The Influence of Leadership by Daniel Bull

Blog information

Influence is the capacity to have an effect on the character, development, or behaviour of someone or something, or the effect itself.

My first Principal, Steve, was truly dedicated to the school, staff, students, community and profession and to me. Less than 3 years into my first teaching job, I was in his office and he told me that he was retiring at the end of the year. I felt gutted and had to take a moment to swallow down the lump in my throat. Fast forward to the day that final interviews were taking place to find our new Principal I remember a conversation:

Me: “How are you feeling?”

Steve: “It does feel a bit strange.”

Me: “You will never be forgotten though.”

Steve: “Dan, one thing that you will learn is that schools quickly move on and I will quickly be forgotten.”

That thought resonated with me for a long time and saw that it was the case, with the students at least. However, the impact that Steve had on my career, way of thinking, philosophy of education and influence of a Principal on staff has been huge. This conversation happened 7 years ago but I still always talk about the influence of Steve and use many of his sayings, quotes and ideals as I attempt to influence others.

I was very lucky to have a fantastic second Principal, Lee – promoted from being Vice Principal, who was different in his leadership style but believed in me and was a huge influence and his support no doubt significantly contributed to my success in securing my first job as a senior leader. Like Steve, I regularly allow Lee’s thoughts, philosophy and belief of education to enter my thoughts when considering policies and leadership.

“Not all headteachers have their heads screwed on. But those that do, make their staff feel valued. They put relationships first and they get the most from everyone.”

Reading a recent blog on Brian Clough, made me think about leadership. I am a Manchester United fan and although the past years have been tough the club have proved under Ole Gunnar Solsjkaer, like they did in the early days of Sir Alex’s career, that they value the stability of a leader because of their influence on others. We talk about the importance of nurturing talent, giving opportunities, having a philosophy and so many players owe their life to the influential leadership of Sir Alex. This is the same for schools but we don’t talk about it in the same way as we do with something like football or politics.
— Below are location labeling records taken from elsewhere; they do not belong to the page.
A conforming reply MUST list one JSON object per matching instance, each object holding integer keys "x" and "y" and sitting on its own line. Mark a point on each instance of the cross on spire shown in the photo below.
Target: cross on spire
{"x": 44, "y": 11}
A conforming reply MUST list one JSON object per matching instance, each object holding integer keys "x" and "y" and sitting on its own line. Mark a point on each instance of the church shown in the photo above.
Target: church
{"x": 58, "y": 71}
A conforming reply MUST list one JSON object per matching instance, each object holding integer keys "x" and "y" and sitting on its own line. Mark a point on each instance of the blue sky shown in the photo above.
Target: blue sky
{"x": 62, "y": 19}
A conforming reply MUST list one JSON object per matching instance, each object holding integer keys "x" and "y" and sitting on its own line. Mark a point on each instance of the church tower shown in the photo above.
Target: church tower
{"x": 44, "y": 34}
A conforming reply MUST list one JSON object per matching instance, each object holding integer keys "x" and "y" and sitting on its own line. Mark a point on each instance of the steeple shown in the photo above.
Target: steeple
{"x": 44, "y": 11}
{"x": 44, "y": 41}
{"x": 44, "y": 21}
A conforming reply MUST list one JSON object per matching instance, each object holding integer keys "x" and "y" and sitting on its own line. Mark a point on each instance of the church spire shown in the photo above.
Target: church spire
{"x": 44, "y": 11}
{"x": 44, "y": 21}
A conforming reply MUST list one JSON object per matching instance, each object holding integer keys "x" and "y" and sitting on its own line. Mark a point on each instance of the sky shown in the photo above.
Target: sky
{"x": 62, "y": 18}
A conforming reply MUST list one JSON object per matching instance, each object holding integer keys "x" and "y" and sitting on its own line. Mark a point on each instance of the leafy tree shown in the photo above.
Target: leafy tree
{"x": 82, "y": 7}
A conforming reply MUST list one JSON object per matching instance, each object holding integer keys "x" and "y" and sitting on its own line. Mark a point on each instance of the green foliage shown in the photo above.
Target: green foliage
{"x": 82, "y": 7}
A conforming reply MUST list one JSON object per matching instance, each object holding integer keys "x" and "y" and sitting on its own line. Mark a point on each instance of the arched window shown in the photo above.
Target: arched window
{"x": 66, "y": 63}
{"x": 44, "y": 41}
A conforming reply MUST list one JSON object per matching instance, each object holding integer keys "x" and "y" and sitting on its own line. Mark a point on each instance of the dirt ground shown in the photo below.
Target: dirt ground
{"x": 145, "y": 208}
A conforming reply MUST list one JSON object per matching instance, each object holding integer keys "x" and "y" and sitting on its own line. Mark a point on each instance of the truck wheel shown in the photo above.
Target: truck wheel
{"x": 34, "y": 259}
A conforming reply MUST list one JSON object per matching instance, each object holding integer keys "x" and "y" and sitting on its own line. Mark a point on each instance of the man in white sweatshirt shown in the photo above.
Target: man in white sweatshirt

The Nuffield Foundation states that:

“The Department for Education claims school leadership is one of the greatest influences on pupil outcomes, yet there is little quantitative evidence in the UK of the causal impact of headteachers on their schools and the mechanisms through which they exert influence.”

Now what is my point, where am I going with this all. Since I moved on from my first school under the leadership of Steve & then Lee, I have been at one school for less than 4 years and the 3rd Headteacher (2 permanent & 1 acting) has just announced he’s moving on at the end of the year and so the whole melodrama of who will replace him, will there be an internal candidate, who can play politic the best, uncertainty and speculation will be rife once again. My current Head has demonstrated how important kindness is in leadership. His first words to staff were “People will forget what you saidpeople will forget what you did, but people will never forget how you made them feel.” I will miss his kind heart and calm persona.

 I enter this period with a feeling of uncertainty and unease, I crave the stability and certainty that Steve & Lee offered. Once again, the school will change direction, with a new philosophy, vision, where will my place be in all of this, how once again is this going to unsettle the students.

Should Principals/Headteachers have a contract length like a football manager or a fixed term like a government that can be renewed and extended but provides a guarantee of stability?

 New leadership can bring an awful lot of excitement and I advocate change and driving a positive, new vision if it supports our core value of making our school the best in the country and it is the best thing for our students.

I am not a headteacher, but I aspire to be one and I have learned so much from Steve & Lee and I know that they have been hugely influential on my career and in turn life, to which I am thankful. However, the events of the next few months will not just influence the school but my life as well. School leadership can be the most influential job in the world on everyone. They have the potential to make or break, develop or dampen, influence and inspire. Whatever happens though, I respectfully disagree with Steve. He isn’t and won’t be easily forgotten. He was a Head that cared, listened, inspired, remembered and influenced me on my journey into educational leadership.